In the early morning the giant mill swallows its victims, engorges itself with entering humanity; then it grows active, stirring its ponderous might to life, movement and sound. Hear it roar, shudder, shattering the stillness for half a mile! It is full now of flesh and blood, of human life and brain and fiber: it is content! Triumphantly during the long, long hours it devours the tithe of body and soul.

Behind lies the deserted, accursed village, destitute of life during the hours of day, condemned to the care of a few women, the old, the bedridden and the sick—of which last there are plenty.

Mighty Mills—pride of the architect and the commercial magnate; charnel houses, devastators, destructors of homes and all that mankind calls hallowed; breeders of strife, of strike, of immorality, of sedition and riot—buildings tremendous—you give your immutable faces, myriads-windowed, to the dust-heaps, to the wind-swept plains of sand. When South Carolina shall have taken from you (as its honour and wisdom and citizenship is bound to do) the youngest of the children, do you think that you shall inevitably continue to devour what remains? There is too much resistance yet left in the mass of human beings. Youth will then rebel at a servitude beginning at ten years of age: and the women will lift their arms above their heads one day in desperate gesture of appeal and cry out—not for the millionaire's surplus; not a tirade anarchistic against capital.... What is this woman of the hills and woman of the mills that she should so demand? She will call for hours short enough to permit her to bear her children; for requital commensurate with the exigence of progressive civilization; for wages equal to her faithful toil.

This is not too fantastic a demand or too ideal a state to be divinely hoped for, believed in and brought to pass.10

NOTE. I have seen, in Aragon, Georgia, hope for the future of the mill-hands. The Aragon Cotton Mills are an improvement on the South Carolina Mills and are under the direct supervision of an owner whose sole God is not gain. Mr. Walcott is an agitator of the nine-hours-a-day movement; he is opposed to Child Labour, and in all his relations with his hands he is humane and kindly. I look to the time when Aragon shall set a perfect pattern of what a mill-town should be. It is already quite the best I have seen. Its healthfulness is far above the average, and its situation most fortunate.
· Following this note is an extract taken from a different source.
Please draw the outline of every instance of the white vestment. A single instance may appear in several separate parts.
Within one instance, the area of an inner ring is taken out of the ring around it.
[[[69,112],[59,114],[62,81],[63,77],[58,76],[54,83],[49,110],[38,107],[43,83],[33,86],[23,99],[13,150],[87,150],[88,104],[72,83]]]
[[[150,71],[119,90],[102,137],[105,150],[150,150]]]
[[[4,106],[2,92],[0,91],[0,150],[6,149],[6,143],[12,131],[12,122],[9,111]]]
Not inapt here is the pagan idea of Nous, moving upon chaos, stirring the stagnant, unresponsive forces into motion; agitating these forces into action; the individual elements separate and go forth, each one on its definitely inspired mission. Some inevitable hour shall see the universal agitation of the vast body known as the "labouring class." For the welfare of the whole world, may it not come whilst they are so ignorant and so down-pressed.


FOOTNOTES

1 George Engelman, M.D., "The Increasing Sterility of American Women," from the Journal of the American Medical Association, October 5, 1901.

2 An expert presser can do as many as 400 shoes a day. This is rare and maximum.

3 At Plant's, Boston, fresh air cylinders ventilate the shop.

4 Lynn's average wages are $8 per week.

5 A beau.

6 There are no statistics, they tell me, kept of births, marriages or deaths in this State; it is less surprising that the mill village has none.

7 The Southern term for stringed instruments.

8 A good drawer-in makes $1.25 a day.

9 In Huntsville, Alabama, a child of eight lost her index and middle fingers of the right hand in January, 1902. One doctor told me that he had amputated the fingers of more than a hundred babies. A merchant told me he had frequently seen children whose hands had been cut off by the machinery.—American Federationist.

10 Of the 21,000,000 spindles in the United States, the South has 6,000,000. $35,381,000 of Carolina's wealth is in cotton mills.